Driver's Training, or, "Why the Swedes Will Take Over the World"

Ah driver's training. The one class where, no matter how academically useless you are, you can still pass by showing up. Here in America, we take great pride in putting people with absolutely zero meaningful training on the roads. Don't believe me? Watch an episode of the show Cops and tell me that we have a good driver's training system.

In most areas of the United States, you can start driving (in a limited manner) when you are 14 years and 9 months old. Most states will give you a full license at the age of 16. In the intervening months, you simply have to complete two classroom education segments, often "taught" by an obese elderly man that likes to play videos that explain in mind-numbing detail why crashing is bad, log 50 hours of driving, pass a written test, and get an instructor to sign off on a road test that includes impossibly difficult tasks such as parallel parking, a task which could most likely be completed by a hydrocephallic iguana, and not veering out of your lane whilst travelling down the highway.

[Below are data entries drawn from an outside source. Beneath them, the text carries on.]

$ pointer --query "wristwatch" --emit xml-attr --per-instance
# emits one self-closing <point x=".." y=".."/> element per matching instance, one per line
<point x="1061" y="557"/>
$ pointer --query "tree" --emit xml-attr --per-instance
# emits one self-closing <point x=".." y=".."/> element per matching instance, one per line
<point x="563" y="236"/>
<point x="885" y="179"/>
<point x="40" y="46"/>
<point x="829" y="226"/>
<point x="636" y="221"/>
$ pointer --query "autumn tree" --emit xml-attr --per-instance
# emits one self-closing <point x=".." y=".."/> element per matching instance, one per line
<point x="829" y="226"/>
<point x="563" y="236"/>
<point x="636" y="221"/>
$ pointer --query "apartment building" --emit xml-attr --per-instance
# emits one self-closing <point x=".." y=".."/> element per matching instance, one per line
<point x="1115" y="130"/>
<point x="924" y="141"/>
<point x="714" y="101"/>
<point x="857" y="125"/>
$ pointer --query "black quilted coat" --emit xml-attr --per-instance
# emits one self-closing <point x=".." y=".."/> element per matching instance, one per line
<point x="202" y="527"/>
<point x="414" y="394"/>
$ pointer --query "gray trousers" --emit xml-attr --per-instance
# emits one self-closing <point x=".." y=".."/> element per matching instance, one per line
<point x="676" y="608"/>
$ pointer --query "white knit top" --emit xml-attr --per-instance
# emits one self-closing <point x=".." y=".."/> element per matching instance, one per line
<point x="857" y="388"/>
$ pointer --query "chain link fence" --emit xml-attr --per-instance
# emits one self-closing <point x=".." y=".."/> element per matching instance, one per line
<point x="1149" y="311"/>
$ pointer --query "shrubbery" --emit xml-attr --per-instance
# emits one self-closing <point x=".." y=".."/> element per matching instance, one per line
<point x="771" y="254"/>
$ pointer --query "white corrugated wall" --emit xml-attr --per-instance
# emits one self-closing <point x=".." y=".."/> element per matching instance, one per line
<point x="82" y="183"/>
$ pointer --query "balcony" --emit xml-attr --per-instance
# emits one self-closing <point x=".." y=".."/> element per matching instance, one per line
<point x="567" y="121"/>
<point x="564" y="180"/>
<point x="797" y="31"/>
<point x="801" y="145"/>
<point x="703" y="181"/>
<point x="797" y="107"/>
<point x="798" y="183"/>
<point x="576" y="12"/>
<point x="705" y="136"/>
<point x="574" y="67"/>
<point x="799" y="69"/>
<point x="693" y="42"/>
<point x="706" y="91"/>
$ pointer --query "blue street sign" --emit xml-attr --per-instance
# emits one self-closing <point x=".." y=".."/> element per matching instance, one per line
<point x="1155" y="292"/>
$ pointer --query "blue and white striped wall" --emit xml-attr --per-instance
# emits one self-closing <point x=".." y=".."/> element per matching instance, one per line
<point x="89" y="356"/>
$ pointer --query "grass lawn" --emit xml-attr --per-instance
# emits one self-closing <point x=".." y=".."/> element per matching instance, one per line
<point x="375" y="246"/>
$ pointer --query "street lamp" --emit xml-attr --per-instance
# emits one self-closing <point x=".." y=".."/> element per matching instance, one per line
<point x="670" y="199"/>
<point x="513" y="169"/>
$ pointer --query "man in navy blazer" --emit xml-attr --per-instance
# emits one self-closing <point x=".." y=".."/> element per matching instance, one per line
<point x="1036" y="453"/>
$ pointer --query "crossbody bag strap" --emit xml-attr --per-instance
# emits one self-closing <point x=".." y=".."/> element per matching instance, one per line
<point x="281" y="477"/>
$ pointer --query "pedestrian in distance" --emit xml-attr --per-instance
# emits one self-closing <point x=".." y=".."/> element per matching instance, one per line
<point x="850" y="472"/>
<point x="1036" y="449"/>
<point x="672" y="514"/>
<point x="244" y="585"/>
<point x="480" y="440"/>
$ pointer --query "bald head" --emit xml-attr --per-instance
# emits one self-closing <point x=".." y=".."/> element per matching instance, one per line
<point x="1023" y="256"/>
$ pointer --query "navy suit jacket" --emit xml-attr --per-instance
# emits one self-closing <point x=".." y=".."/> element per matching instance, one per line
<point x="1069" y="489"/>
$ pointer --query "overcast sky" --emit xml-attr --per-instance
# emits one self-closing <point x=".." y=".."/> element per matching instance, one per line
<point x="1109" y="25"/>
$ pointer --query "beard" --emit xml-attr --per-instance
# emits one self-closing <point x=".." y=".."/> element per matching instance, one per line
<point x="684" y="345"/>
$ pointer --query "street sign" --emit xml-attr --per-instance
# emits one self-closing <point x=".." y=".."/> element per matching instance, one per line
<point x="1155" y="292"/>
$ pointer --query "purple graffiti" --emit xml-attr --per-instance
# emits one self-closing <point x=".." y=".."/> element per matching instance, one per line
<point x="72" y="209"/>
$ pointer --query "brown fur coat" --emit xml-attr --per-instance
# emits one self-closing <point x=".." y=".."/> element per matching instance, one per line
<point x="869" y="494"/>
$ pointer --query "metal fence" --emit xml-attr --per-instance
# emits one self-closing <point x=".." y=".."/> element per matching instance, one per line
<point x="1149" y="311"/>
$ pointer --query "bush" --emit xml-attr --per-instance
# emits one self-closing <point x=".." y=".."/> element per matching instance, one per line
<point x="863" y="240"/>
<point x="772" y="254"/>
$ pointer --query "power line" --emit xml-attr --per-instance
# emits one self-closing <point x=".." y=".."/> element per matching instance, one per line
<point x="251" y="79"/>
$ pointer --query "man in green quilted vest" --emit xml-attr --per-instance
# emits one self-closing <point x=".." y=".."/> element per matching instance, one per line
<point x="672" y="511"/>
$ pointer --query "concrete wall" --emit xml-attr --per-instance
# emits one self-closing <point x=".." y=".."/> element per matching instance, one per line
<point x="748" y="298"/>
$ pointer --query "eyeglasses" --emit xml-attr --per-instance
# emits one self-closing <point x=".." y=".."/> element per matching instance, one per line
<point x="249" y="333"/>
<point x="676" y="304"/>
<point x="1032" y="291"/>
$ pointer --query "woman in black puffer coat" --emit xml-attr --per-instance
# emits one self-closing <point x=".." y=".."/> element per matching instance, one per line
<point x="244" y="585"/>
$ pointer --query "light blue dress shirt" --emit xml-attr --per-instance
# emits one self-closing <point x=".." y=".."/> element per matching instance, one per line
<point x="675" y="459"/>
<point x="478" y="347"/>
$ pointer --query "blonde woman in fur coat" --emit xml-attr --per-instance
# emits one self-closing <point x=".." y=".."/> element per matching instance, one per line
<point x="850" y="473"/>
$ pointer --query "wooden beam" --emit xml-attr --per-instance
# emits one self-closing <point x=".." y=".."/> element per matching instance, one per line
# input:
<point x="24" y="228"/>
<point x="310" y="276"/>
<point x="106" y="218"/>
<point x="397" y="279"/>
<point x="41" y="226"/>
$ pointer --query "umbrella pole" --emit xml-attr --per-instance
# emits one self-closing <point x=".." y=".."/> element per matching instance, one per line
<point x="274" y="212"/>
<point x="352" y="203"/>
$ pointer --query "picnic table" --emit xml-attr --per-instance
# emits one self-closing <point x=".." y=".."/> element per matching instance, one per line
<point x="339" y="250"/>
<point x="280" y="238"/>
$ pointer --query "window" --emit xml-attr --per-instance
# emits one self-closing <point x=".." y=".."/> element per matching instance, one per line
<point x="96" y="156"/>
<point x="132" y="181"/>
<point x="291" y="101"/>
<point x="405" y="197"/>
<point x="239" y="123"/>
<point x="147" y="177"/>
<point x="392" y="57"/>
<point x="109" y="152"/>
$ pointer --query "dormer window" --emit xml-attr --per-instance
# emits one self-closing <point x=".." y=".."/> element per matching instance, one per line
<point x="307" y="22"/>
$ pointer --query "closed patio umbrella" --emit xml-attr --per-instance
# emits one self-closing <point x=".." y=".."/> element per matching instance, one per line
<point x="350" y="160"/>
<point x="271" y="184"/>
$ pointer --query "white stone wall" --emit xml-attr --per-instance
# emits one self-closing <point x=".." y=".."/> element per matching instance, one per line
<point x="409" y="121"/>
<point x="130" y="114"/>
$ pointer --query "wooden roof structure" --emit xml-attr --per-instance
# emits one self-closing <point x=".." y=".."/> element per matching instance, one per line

If you explained this process to someone from Sweden, they would stare at you shocked, offer you some meatballs, assemble a table, and then be confused a bit more. You see, in Sweden, a license cannot be obtained until a driver is 18 years of age. The 18 year old in question must pass an absolutely brutal theory test, and complete multiple driving tests that simulate every type of road condition imaginable. Students are taken out onto a skidpad. Students do the slalom in the snow. Students are taught how to drive.

Between this skill and the corporate domination of Ikea, I fear that the Swedes may soon take their place at the head of a terrifying new world order. All will eat meatballs, complete transactions with the krona, and fill their homes with preassembled couch sets. Wait, is this a bad thing?